Students' health is a factor well outside teachers' control. One study found that North Carolina provides one nurse per 1,000 students, a serious shortage given the relation between health and poverty. A nutritious diet contributes to good health, yet roughly 2 million Georgians live in "food deserts": large areas in which grocery stores will not establish locations. People living in these areas rarely own cars and so shop at nearby convenience stores, where the cuisine is limited to overpriced junk food that may contribute to all manner of health and developmental problems.

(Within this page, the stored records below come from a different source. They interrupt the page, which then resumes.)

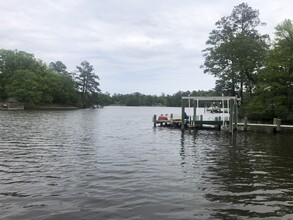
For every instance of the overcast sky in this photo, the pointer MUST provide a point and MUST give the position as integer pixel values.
(146, 46)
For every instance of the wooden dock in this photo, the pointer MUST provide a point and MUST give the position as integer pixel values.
(230, 123)
(219, 124)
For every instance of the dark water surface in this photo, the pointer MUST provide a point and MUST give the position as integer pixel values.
(111, 164)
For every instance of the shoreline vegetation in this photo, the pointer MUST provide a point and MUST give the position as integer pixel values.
(246, 64)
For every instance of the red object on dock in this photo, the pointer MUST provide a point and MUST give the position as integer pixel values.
(162, 118)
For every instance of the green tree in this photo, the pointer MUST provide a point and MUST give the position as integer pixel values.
(87, 81)
(236, 50)
(274, 93)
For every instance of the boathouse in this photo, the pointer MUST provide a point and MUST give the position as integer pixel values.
(11, 104)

Imagine if you are born to a parent whose diet during pregnancy was limited to junk food, then living on the same diet yourself for reasons outside your control. You might easily enter the world with a low birth weight, a predictor of a difficult life. Imagine sitting in a class with 35 other students, head pounding from a throbbing toothache, wearing yesterday's clothes, hungry and homeless, and having to take a quiz on whether a literary work exhibits first-degree or second-degree dramatic irony. Imagine being the teacher of such a class tasked with providing a high-quality education for 100 percent of your students.

Both physical and mental health can be affected by the conditions of poverty. Some kids are born into tremendous disadvantages through the conduct of their parents before they are born or through unhealthy environments created by people who benefit from their poverty. The case of the Flint, Michigan, water supply's government-engineered pollution scandal in 2016 demonstrates the ways in which people living in low-SES circumstances can be unconscious victims of other people's maliciousness and duplicity.

Living and attending school in unsanitary conditions. Feeling immense stress from all directions. Having limited access to doctors, medications, and health guidance due to location and the lack of insurance. Surviving on a diet of nutritionally vacant foods, including the free meals provided by schools that often are heavy on empty calories and short on substance. Have you tried to study when sick and hungry? What would you do if sickness and hunger were your typical state of body and mind?

Take a school full of kids who have eaten few healthy meals in their lives, put them in chaotic surroundings in and out of school, surround them with threatening environments, make academic literacies remote from their daily worlds, have them change residences routinely, and it’s a wonder that they get to school at all. Make the school itself unhealthy and unsanitary, and see how you do when you demand a 100 percent success rate for high-quality education. If you don’t get it, blame the teachers.

Of course, some people born into poverty, through remarkable fortune and clarity of vision, do manage to succeed academically and enter the mainstream economy. My father and mother were among them, although they benefitted from domestic stability and daily meals, if not financial riches. People born into affluence often believe that it's possible to escape poverty through good decisions and high character. But the typical person is not so constituted. And typical people are what teachers find in their classrooms.

I’m sure Mr. Chang had good intentions in writing his essay. I’d love to hold ideals in which everyone succeeded. But you have to ignore a lot of reality to maintain such a chimerical view of the possibilities schools have for overcoming what surrounds kids in the rest of their lives.

Blaming the teachers for their students’ test scores is easy; and reducing the quality of education to test scores, that’s easy, too.

Providing better conditions for education is much harder, and requires sacrifices that are felt at tax time. It requires compassion in supporting public institutions that make a quality education, embedded in safe and healthy living conditions, possible. I’m saddened our nation no longer believes these qualities matter enough to invest our own riches in them.